DIE ELENDEN VON LODZ/DE FATTIGA I ŁÓDŻ
Ein literarisch durchaus überzeugender Roman, dessen Perspektive Fragen aufwirft
Wenn ein Buch, daß sich aus der Perspektive eines Nachgeborenen, der persönlich nicht vom Geschehen betroffen war, in die Köpfe von Opfern des fürchterlichsten Menschheitsverbechens hineinzudenken versucht und darin auch auf ebenso fürchterliche Gedanken trifft, wie sie in jedem Menschen wohl irgendwann irgendwie gären, Opfer also als Täter zeigt, wenn ein solches Buch allerseits Zsutimmung erfährt und Lob wegen des Mutes, den der Autor zeige, dann ist es vielleicht doch wichtig, noch andere Stimmen zu hören, zweifelnde Stimmen, Stimmen die Fragen stelen. Fragen wie: Geht das? Geht das von dem Standpunkt aus, aus dem Kontext, dem sich der Autor nicht entziehen kann?

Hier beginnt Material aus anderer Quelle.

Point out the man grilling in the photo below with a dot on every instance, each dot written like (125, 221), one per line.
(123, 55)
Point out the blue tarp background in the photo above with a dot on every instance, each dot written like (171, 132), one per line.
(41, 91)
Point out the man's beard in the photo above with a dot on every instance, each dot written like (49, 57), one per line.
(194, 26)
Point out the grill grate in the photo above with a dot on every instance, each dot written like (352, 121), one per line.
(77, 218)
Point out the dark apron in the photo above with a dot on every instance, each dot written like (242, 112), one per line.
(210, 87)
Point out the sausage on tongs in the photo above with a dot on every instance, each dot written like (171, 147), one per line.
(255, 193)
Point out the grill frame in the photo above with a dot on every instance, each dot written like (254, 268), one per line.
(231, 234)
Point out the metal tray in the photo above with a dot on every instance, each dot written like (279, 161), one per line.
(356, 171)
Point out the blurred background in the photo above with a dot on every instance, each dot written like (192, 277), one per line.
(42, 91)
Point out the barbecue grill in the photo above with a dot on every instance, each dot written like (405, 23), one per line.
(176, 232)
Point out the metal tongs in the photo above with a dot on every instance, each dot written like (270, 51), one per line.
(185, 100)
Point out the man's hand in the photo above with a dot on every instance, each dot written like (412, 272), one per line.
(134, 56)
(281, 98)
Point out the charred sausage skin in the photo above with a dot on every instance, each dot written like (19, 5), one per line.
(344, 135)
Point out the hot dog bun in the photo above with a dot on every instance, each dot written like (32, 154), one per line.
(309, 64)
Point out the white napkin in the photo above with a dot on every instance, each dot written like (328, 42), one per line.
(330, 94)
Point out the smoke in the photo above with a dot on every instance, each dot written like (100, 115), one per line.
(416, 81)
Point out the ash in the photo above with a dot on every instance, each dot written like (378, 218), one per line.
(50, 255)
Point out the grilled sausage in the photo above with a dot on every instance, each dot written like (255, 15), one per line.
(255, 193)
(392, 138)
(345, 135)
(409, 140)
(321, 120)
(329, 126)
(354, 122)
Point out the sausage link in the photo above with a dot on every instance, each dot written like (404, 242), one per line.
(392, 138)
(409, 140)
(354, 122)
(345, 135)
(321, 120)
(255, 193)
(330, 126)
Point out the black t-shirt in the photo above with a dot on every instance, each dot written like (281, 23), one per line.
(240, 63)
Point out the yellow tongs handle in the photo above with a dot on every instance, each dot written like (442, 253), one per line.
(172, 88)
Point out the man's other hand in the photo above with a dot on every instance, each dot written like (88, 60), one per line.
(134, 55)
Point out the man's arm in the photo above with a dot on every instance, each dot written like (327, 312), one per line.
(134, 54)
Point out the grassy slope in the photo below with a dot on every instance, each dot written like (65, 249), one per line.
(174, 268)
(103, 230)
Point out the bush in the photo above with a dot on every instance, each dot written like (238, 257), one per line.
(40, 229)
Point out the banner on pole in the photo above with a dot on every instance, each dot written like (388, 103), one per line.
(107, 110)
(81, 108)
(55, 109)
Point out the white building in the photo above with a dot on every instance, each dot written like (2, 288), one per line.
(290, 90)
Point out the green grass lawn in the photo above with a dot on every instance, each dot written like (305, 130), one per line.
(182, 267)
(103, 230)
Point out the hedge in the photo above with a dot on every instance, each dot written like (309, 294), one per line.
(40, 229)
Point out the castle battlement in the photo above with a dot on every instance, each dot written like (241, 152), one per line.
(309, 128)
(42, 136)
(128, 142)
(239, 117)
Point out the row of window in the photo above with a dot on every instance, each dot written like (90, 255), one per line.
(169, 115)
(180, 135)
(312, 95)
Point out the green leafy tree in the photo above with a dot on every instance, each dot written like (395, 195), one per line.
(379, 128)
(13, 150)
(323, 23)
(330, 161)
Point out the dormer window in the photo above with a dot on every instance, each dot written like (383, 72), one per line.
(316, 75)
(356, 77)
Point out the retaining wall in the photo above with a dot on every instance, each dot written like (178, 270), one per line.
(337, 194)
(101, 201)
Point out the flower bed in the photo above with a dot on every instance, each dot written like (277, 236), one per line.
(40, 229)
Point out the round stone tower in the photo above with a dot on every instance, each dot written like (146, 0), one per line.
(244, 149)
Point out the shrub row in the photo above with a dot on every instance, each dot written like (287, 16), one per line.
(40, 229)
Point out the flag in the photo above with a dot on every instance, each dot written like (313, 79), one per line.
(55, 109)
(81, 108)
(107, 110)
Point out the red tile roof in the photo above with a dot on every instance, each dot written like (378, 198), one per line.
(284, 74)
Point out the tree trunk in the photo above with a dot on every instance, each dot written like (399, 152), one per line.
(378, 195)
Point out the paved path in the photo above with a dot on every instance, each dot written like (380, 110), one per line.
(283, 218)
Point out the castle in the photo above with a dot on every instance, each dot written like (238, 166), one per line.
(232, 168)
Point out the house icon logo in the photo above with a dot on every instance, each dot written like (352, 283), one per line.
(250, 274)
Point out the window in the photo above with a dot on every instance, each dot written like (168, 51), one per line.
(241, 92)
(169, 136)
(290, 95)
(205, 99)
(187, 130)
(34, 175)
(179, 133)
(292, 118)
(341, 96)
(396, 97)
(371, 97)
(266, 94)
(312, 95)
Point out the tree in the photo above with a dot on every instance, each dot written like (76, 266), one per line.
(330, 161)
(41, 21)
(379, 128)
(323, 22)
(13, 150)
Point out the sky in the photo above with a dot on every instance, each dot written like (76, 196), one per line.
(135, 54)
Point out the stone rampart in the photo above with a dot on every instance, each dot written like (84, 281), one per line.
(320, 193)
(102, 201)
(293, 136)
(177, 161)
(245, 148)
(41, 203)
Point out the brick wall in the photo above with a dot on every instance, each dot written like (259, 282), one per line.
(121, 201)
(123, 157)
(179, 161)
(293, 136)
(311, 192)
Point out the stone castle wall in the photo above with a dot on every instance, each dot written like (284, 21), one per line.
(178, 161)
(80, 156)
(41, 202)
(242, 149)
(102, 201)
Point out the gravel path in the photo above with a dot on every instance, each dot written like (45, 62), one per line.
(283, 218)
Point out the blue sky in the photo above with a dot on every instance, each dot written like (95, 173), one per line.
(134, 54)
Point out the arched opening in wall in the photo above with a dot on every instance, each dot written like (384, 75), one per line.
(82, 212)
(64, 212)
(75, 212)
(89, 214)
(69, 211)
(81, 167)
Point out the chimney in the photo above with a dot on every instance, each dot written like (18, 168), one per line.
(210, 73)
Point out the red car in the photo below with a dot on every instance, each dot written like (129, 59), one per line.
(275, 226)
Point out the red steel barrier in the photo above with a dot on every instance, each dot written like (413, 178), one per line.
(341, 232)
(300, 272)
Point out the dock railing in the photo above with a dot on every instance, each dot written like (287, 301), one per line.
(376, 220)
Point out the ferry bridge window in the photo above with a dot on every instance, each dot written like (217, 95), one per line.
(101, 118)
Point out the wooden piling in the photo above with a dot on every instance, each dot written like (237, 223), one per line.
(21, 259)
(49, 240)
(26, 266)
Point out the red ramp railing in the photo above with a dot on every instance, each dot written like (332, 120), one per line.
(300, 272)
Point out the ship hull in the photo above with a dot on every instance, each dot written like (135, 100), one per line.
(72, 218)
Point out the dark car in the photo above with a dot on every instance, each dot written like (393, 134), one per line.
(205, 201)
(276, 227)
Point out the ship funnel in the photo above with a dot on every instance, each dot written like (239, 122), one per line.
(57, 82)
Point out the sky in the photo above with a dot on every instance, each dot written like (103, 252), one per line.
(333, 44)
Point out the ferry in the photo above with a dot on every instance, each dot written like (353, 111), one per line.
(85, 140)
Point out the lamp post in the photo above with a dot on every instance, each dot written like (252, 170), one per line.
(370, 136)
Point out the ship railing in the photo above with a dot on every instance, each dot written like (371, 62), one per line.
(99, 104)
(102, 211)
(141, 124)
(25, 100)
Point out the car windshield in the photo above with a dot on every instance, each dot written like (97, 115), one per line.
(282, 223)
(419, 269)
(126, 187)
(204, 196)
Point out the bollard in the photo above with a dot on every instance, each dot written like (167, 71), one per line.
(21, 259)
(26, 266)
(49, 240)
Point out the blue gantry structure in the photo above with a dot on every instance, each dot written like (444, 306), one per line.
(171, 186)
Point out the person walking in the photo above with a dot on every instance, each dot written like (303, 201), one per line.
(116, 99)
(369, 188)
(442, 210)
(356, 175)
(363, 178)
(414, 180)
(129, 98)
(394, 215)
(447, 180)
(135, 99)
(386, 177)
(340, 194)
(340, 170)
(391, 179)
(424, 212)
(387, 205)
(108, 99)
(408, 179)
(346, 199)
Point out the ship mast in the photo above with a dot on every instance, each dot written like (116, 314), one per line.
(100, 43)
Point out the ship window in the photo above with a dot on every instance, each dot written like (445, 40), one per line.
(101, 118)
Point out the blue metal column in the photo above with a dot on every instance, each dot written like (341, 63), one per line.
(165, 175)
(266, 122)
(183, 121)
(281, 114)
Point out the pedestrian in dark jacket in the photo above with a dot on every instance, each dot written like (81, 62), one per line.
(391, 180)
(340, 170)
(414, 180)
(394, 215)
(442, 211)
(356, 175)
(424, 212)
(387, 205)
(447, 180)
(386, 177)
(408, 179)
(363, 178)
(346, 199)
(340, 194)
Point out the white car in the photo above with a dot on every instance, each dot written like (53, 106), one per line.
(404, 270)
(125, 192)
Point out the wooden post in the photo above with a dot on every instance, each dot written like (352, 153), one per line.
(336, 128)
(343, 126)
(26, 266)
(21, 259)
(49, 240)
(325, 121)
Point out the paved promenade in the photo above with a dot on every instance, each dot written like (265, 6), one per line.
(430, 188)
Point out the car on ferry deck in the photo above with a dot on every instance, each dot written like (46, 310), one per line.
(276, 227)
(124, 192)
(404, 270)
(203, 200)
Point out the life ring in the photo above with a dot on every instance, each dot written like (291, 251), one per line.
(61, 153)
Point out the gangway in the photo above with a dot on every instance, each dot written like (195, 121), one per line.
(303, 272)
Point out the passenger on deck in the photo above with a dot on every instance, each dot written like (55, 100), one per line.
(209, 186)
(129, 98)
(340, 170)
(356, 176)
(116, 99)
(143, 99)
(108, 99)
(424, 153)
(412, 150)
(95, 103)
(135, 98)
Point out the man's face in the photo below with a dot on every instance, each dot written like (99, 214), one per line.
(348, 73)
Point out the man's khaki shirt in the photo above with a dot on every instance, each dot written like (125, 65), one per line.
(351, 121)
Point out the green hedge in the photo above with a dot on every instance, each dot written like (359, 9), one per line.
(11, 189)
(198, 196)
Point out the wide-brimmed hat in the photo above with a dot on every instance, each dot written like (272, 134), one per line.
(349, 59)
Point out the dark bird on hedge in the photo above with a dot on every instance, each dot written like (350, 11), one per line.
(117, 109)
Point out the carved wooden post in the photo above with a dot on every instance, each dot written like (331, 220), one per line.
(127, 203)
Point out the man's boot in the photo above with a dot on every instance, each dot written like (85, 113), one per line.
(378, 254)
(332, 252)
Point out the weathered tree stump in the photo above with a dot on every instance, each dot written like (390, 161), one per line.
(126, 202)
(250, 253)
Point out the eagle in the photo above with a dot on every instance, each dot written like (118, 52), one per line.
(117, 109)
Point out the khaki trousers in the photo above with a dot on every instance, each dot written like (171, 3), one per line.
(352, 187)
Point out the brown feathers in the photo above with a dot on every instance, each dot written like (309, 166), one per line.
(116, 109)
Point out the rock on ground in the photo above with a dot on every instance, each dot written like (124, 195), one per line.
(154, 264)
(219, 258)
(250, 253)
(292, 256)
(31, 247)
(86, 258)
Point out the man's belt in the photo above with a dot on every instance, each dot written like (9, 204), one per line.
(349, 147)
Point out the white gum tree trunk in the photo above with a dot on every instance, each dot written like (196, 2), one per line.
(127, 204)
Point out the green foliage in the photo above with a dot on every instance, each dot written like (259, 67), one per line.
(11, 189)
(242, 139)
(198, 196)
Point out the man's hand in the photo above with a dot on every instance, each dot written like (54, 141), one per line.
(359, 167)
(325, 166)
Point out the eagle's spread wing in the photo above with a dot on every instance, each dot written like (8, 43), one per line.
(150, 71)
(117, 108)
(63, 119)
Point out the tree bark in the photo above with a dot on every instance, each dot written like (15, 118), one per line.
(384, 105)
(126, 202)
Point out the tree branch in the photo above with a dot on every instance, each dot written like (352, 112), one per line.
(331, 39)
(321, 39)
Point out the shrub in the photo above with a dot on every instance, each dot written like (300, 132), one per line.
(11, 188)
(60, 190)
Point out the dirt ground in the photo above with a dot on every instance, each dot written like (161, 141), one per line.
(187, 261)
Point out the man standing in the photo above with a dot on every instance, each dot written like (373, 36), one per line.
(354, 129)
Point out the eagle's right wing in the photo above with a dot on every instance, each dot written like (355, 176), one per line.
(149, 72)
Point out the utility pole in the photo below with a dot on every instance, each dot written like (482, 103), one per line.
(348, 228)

Eine Inhaltsangabe des Buches zu geben fällt schwer. Mit vielen Stimmen erzählt Sem-Sandberg aus dem Getto von Lodz. Er konzentriert sich dabei vor allem auf den Präses, den Gettoältesten Mordechai Chaim Rumkowski. Seine Geschichte steht im Mittelpunkt und bildet für alle anderen, die „zu Wort kommen“, deren Gedanken und Gefühle geschildert werden – wobei der auktoriale Erzählstil nicht aufgegeben wird – den Fixpunkt. Die Geschichte des Gettos von Lodz ist bekannt und vor allem sehr gut dokumentiert, was Sem-Sandberg in seinem Nachwort auch hervorhebt. Dadurch wissen wir heute, daß Chaim Rumkowski wohl eine Art „Gettokönig“ war, der sehr willkürlich und herrschsüchtig über „seine“ Juden (Rumkowskis Ausdruck) verfügte. Durch die immer höheren Deportationsquoten der Deutschen in Bedrängnis geraten, kam Rumkowski in die fürchterliche Lage, mehr und mehr Menschen auswählen und in den sicheren Tod schicken zu müssen. Dies gipfelte in seiner Forderung an die Gettobewohner, ihm ihre Kinder zu überantworten. Die Chronik des Gettos gibt darüber ausführlich Auskunft, Raul Hilberg geht in seinem Jahrhundertwerk DIE VERNICHTUNG DER EUROPÄISCHEN JUDEN[1] sehr ausführlich auf diese Begebenheiten ein.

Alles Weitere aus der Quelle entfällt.